Emekliler sokaktan ayrılmıyor
DİSK'E bağlı Emekli-Sen üyeleri, sendikalarına yönelik açılan kapatma davasına karşı, "Emekliler İnsanca Yaşam İstiyor" mitingi düzenlediler. Ana sloganları "demokrasi mücadelesinden emekli olunmaz" idi. Emekli-Sen üyeleri, Toros Sokak'ta toplanmalarının ardından "Emekliler İnsanca Yaşam istiyor" pankartı arkasında, mitingin yapılacağı Abdi İpekçi parkına yürüdüler. "Hepimiz Emekli-Sen'liyiz" dövizleri taşıyan emekliler yürüyüş boyunca "Emekli-Sen kapatılamaz", "Hak verilmez, alınır, zafer sokakta kazanılır" ve "AKP halka hesap verecek" sloganları attılar.

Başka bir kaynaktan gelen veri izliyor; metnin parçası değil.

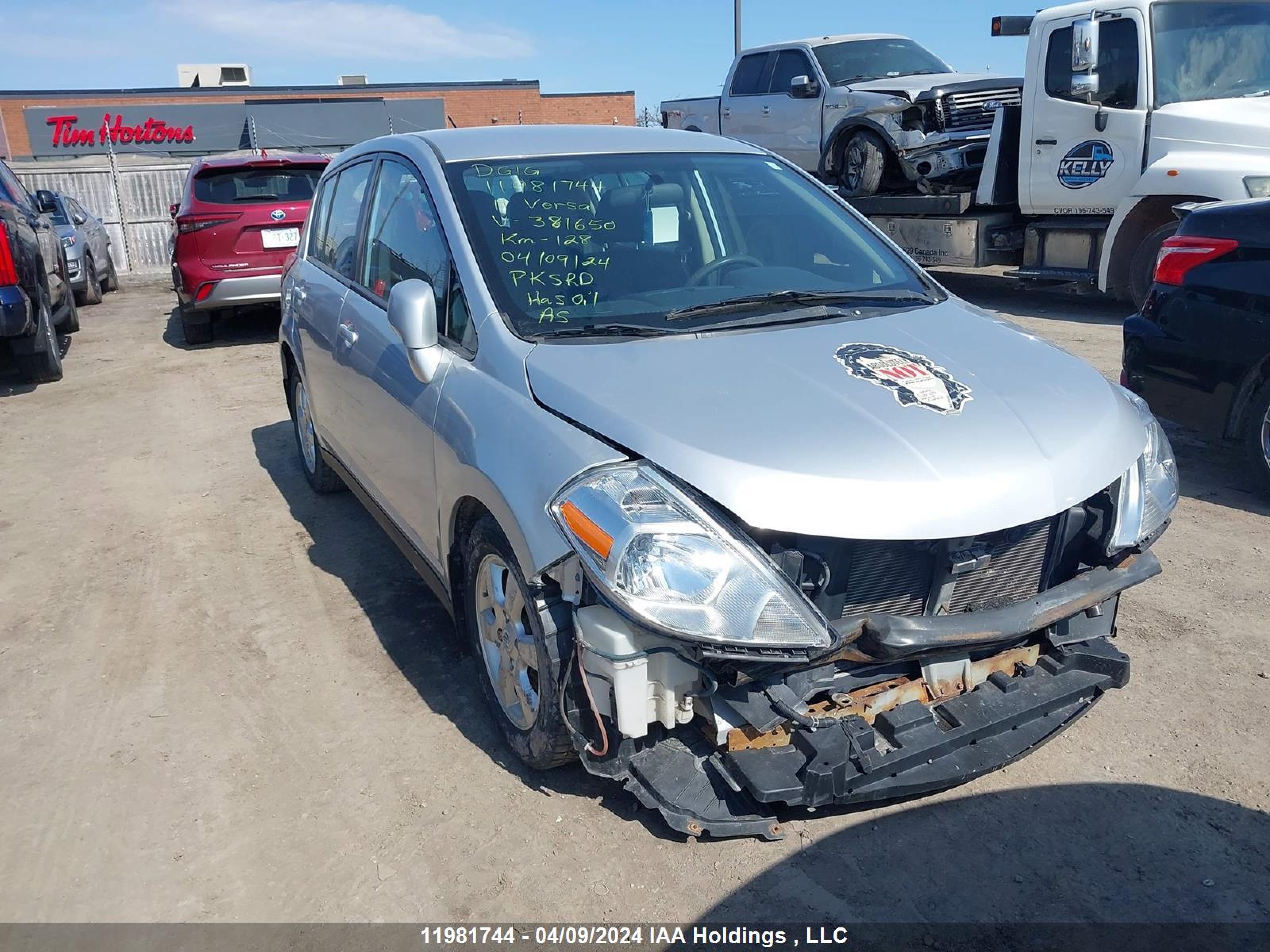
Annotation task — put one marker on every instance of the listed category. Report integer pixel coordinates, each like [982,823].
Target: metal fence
[130,195]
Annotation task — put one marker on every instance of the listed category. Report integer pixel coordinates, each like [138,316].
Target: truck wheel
[1258,436]
[92,292]
[321,476]
[519,660]
[112,278]
[863,163]
[70,321]
[1142,268]
[196,327]
[40,357]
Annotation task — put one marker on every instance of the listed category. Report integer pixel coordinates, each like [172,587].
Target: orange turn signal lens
[595,537]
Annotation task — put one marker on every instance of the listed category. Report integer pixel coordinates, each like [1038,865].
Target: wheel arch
[1254,381]
[835,144]
[1128,228]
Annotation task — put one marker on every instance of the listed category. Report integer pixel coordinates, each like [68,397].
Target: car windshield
[294,183]
[858,60]
[1211,50]
[664,242]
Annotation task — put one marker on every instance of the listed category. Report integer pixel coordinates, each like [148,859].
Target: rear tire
[40,359]
[518,659]
[864,159]
[321,476]
[70,321]
[1257,436]
[197,328]
[112,278]
[1142,267]
[92,292]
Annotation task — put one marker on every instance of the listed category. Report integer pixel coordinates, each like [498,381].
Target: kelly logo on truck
[1085,164]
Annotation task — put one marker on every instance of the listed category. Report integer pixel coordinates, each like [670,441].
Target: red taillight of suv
[1181,253]
[8,270]
[187,224]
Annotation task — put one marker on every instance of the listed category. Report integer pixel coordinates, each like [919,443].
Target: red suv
[238,221]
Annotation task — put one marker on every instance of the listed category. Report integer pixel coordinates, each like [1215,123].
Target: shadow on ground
[230,328]
[1015,299]
[1079,854]
[413,628]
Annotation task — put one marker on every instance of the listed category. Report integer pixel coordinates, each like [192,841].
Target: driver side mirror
[413,315]
[1085,45]
[804,88]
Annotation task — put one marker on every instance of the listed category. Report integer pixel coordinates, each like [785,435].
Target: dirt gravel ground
[224,699]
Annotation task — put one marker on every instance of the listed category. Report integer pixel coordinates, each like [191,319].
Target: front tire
[40,357]
[518,659]
[1257,436]
[321,476]
[863,164]
[92,292]
[1142,267]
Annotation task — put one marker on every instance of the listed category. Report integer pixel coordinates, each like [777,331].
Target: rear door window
[751,75]
[248,186]
[336,244]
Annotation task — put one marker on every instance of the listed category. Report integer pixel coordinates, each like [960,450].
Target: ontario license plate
[280,238]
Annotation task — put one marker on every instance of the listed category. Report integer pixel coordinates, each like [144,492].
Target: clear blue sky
[656,48]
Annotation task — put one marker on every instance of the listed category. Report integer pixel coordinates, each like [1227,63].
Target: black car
[37,305]
[1199,352]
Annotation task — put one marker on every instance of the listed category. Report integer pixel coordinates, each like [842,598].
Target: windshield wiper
[798,298]
[609,330]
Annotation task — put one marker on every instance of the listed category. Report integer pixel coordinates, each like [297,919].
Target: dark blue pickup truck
[37,305]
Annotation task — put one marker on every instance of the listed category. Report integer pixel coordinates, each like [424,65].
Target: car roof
[233,160]
[535,141]
[822,41]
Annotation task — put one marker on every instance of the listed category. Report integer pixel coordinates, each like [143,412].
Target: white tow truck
[1127,109]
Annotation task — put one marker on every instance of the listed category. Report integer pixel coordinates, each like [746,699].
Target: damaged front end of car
[939,138]
[725,676]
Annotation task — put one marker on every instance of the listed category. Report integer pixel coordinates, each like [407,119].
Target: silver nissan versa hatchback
[736,505]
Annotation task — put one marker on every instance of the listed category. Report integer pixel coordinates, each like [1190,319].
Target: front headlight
[670,564]
[1149,489]
[1258,186]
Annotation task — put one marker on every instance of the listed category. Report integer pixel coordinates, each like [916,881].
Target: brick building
[56,124]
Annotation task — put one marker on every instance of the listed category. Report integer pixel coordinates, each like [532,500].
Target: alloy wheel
[305,428]
[507,643]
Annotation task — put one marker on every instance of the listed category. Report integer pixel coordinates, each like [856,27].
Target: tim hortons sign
[68,134]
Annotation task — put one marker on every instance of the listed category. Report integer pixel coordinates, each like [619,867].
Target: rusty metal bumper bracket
[888,638]
[918,749]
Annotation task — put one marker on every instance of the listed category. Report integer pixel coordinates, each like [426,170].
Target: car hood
[773,424]
[1232,125]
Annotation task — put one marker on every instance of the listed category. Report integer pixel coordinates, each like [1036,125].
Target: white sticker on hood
[915,380]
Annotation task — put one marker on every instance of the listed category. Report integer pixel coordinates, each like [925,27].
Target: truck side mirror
[804,88]
[1085,84]
[1085,46]
[413,315]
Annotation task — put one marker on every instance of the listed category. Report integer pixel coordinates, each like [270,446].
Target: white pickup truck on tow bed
[865,111]
[1126,112]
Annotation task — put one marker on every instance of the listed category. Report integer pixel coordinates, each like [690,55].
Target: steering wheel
[718,265]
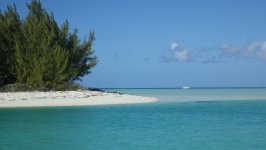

Lastik-İş de grev ihtimali
Goodyear ve Brisa fabrikalarında çalışan 4 bin işçiyi kapsayan toplusözleşme görüşmelerinde, arabulucu aşamasında yapılan görüşmeden de bir sonuç çıkmadı. Arabulucu ile yapılacak ikinci görüşmeden de sonuç çıkmaması durumunda grev süreci başlayacak. Lastik-İş Sendikası sözleşmenin bir an önce imzalanmasını isterken, taleplerinden geri adım atmayacaklarını söylüyor.
Lastik-İş Kocaeli Şube Başkanı Hasan Hüseyin Çakar patronların özellikle yeni işe giren işçilerin ücretlerini kendisinin belirlemek istediğini, yeni işe girenlerin de eski işçilerle aynı ücreti almasının 50 yıldır süren bir gelenek olduğunu söyledi. Çakar, bu konuda kesinlikle geri adım atılmayacağını dile getirdi. Mevcut durumda 6 gün çalışıp bir gün izin yaptıklarını anlatan Çakar, bu maddenin 6 gün çalışıp iki gün izin yapılması olarak değiştirilmesini istediklerini, bu madde üzerinde de anlaşamadıklarını söyledi.


Türkiye Tuzla olmasın!

Üniversite öğrencileri “Türkiye Tuzla Olmasın” talebiyle, tuzla işçileriyle dayanışmak için bir yürüyüş gerçekleştirdi.
Yürüyüşe Boğaziçi, Yıldız Teknik, İstanbul, Galatasary, Sabancı, Koç, ODTÜ, Hacettepe, Ankara, Çukurova, Gebze İleri teknoloji Enstitüsü öğrencileri katıldı.
Kadıköy'den sabah 10 da başlayan yürüyüş, Haydarpaşa'dan tren ile Kartal, E-5 karayolu ve Pendik sahil yolundan devam edilerek 16.30 da Tuzla Tershane de son buldu. Yürüyüşe yaklaşık 500 kişi katıldı.
Pendik pazarına SSGSS'ye karşı sloganlar ile giren öğrenciler, bütün güzergah boyunca halktan büyük destek gördü.